The system of fonts used on modern computers was designed primarily to support alphabetic languages, and has been adapted, only with some difficulty, to pictographic or ideographic writing systems. Rather than trying to bend the font system even further to fit Piktok glyphs I decided to design a new method for displaying pictographic glyphs on a computer screen that was not based on the idea of a font.
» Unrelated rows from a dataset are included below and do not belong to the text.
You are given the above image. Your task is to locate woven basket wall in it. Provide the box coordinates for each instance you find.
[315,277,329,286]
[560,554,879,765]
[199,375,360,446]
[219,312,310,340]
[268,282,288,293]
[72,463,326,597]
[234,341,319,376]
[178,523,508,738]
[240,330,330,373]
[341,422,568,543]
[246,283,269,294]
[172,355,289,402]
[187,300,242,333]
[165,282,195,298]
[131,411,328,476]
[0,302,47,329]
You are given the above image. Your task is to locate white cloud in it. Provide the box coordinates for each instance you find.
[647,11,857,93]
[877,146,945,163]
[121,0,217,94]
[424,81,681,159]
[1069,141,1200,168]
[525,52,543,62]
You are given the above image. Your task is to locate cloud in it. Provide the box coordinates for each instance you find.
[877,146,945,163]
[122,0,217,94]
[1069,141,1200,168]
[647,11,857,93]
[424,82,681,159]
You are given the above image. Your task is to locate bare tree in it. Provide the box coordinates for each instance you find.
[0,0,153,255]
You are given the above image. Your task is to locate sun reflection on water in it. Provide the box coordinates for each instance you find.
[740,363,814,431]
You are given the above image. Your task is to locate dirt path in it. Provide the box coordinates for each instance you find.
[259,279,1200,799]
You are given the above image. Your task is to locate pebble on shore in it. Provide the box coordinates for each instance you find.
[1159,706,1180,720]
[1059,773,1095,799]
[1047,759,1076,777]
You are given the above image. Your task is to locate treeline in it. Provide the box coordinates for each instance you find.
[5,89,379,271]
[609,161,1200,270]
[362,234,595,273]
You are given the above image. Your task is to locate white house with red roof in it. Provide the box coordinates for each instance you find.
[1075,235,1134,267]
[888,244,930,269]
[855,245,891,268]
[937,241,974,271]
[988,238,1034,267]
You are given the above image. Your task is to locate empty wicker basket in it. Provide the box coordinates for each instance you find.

A font is really nothing more than a set of instructions to the computer telling it how to draw each letter or symbol in that font, but it is possible that the software might get its instructions for drawing a character from somewhere other than a font file. Consider the example of the familiar LED digital display used in clocks and calculators. Figure 1 shows such a display with each gridpoint labeled with a letter.


Figure 1.

We could instruct a computer to draw the digit "2" in this style simply by telling it which gridpoints to visit in what order. The sequence of letters ABDCEF would tell the computer to start at gridpoint A, draw a line to gridpoint B, then to gridpoint D, and so on. The result is the digit 2 drawn in the style of a digital display, as in figure 2.


Figure 2.

To give us a bit more flexibility in shaping the glyphs we could also tell the computer to draw curved lines. For example, the instruction AbD would tell the software to draw a curve from gridpoint A to gridpoint D, with the curve bending toward B. By putting B in lower case we are telling the software to make the curve go close to B without actually passing through it. The resulting curve would look like figure 3.


Figure 3.

A further refinement would be to allow elipical or oval curves. In this case we give two endpoints separated by a "long diagonal", such as gridpoints B and E. Then we pick which way to bend the curve and put that gridpoint in lower case, for example: BdE, which draws the curve shown in figure 4. Again, the curve passes close to D without going through it. (Note that AfE would have the same effect.)


Figure 4.

Since six gridpoints don't offer us much room to move around in we need to expand the gridwork to a square containing 25 gridpoints in order to provide design versatility for our glyphs. With this arrangement there are 24 different ways to draw a line from a single non-edge gridpoint. A glyph that covers 2 gridpoints can be drawn in 576 ways from 25 different starting points. There are nearly 40 million ways to draw a glyph that traverses six gridpoints, and if our glyphs cover 9 gridpoints the number of possible glyphs is 66,045,188,505,600, without ever touching the edge of the gridwork, which is more than enough for any language, human or alien. Figure 5 shows the 5 x 5 gridwork used by Piktok.


Figure 5.

Different styles of typography can be achieved by using different penpoints and different drawing rules to interpret the sequence of gridpoints. For example, figure 6 shows the same code, CW:VX:HiNsRqLgH interpreted several different ways, including caligraphic, italic and bold. Notice that when a long line is drawn, such as from C to W in this example, there is no need to specify each of the intervening gridpoints.  It is assumed that to get from gridpoint C to W one must pass through gridpoints H, M, and R.


Figure 6.

Now that the code for a glyph actually contains all of the necessary instructions for drawing the glyph and the very concept of a font becomes redundant.  Now fonts can be reserved for the job they do best, representing alphabetic characters in a wide variety of styles, and the job of displaying Piktok glyphs can be given over to the self-describing glyph.